Tag Archives: Wireless Carriers

Wireless Data Plans, Packet Protocols, Granular Reporting

6 Days Left of my Billing Cycle: 0.3 GB Left (out of 10 GB)

Are you kidding me?! I login to AT&T’s Wireless, myAT&T portal to dive into where is all our data going?  I am able to see quite easily what mobile phone number is eating up our plan, but no additional granular information.  AT&T has a great site with lots of good information to help their customers manage their plans.

However, it seems wireless providers leave it up to the handset manufacturers to interpret the usage of the phones. Makes some sense on an individual level, but as multi line / family wireless plans continue to evolve, the growth of wireless services management portals should be spent on providing consumers transparency into their usage, aggregated and granular.

Packets of [wireless] data, bits of information, have a ‘signature’ as they travel through the Internet ether.  Packet protocol defines where the data/information originates, and it’s destination, as well as any other required information by the application sending / receiving the data.  Wireless carriers’, services management portal should allow consumers to slice and drill down to see how data is being used. For example,

Wireless plans of 10 GB is not a lot with teenagers.  You may want to target areas to curtail usage so you aren’t ‘bleeding data’.  At this time, there is not enough transparency on how data is being used from the wireless provider’s usage platform. The provider should be able to parse data packets to quantify how data is being used, and provide reports, e.g.

June 2015 Snapshot for 212-555-1212

231 songs streamed from ABC, N MB; 23 videos watched on YouTube, 2.3 GB; 34 streamed videos from Netflix, 3.2 GB; 345 emails downloaded, 90 MB;

DAM on wireless services:  Application data packet objects may have visibility through Digital Asset Management (DAM), all objects that can be managed, phone calls to chats from Facebook (except where encrypted).
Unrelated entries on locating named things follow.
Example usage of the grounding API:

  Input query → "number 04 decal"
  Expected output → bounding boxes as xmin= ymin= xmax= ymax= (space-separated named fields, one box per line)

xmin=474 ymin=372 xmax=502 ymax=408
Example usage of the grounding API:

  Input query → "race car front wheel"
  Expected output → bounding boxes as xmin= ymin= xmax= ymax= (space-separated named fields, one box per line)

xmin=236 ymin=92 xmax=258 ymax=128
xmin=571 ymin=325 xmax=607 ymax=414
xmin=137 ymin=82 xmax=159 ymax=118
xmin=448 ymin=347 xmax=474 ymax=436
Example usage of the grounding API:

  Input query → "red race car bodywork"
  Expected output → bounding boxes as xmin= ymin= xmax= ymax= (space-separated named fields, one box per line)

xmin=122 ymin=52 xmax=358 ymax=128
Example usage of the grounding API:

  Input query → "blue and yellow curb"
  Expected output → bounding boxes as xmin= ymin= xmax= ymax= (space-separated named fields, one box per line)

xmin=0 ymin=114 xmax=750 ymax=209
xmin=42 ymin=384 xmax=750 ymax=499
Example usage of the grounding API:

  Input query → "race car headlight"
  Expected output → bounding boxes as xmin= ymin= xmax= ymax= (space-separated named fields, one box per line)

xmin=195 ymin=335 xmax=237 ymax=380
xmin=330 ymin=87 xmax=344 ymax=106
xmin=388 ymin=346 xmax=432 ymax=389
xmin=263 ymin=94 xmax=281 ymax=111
Now take a piece of paper, write privacy on it, then rip it in half and toss it in the garbage.

Where is My .fon Generic Top-Level Domain (gTLD)? .tel doesn’t cut it.

Every phone number in the world should have an IP address and a domain name associated with it, hence the gTLD proposal for .fon for every phone number.  Things like us.emergency.fon = 911 would be possible.   In addition, a group of cloud vendors would be awarded management of sections of these domains, which may be aligned to the phone number carrier, or if they don’t have the capability, they can ‘sell’ or ‘lease’ out the resource to a third party Internet Provider and Cloud Vendor, similar to the way we sell mortgages, or the mortgage companies sell off our mortgage.
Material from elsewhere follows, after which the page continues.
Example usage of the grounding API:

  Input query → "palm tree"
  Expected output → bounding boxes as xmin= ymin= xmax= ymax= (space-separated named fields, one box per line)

Not only would the service of management of the domain name correlated to an IP address and a phone number, but each IP would have a virtual image managed in the cloud, which could provide to the consumer, cloud storage for storing public and private documents, as well as a ‘home page’, cloud computing cycles for the consumers public and private applications, as well as enabling the services: VoIP, text and email messaging.
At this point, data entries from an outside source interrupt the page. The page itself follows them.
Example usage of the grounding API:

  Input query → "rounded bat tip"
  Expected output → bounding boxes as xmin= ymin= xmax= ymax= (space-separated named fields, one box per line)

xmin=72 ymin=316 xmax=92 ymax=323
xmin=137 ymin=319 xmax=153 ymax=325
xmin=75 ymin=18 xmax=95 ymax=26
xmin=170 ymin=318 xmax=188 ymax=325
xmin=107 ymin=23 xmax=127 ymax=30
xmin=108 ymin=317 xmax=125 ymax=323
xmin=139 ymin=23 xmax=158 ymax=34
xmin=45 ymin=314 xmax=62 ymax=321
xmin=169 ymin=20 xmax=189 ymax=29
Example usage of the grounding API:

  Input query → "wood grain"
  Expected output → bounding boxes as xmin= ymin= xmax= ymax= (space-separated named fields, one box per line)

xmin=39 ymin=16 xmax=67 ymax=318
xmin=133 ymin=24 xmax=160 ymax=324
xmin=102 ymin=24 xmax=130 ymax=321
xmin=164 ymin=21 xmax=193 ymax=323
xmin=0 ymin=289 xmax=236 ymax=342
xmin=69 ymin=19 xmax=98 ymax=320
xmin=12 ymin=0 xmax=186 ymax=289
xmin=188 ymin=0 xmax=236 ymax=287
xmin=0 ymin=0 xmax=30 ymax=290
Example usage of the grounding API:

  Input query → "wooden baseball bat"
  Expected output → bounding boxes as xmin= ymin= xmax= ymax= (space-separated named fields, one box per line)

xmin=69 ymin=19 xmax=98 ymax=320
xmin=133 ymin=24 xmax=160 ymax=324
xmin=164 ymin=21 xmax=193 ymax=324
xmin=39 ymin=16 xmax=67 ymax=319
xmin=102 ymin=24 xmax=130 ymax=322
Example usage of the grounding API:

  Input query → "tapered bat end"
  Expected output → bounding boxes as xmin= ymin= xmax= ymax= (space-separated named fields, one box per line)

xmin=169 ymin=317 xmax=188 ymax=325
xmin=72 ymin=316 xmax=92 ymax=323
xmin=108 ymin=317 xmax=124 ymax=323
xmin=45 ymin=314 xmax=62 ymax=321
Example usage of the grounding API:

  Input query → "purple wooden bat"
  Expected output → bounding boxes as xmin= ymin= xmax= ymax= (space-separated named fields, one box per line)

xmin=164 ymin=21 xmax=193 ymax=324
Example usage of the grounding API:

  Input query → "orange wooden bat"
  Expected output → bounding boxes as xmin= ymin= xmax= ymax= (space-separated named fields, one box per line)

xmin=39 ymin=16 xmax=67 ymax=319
These services may be provided free for some basic subset, and the extended subset would charge the customer, e.g. for additional cloud storage space.  In addition, the client may choose to move their service to another provider.  A public index.html home page, and a private index.html home page could be created, so a person may design their own portal, e.g. containing widgets, frequently used numbers, news widgets, etc.  These pages scale downward to a mobile device or up to a high resolution image, e.g. addressable HD television.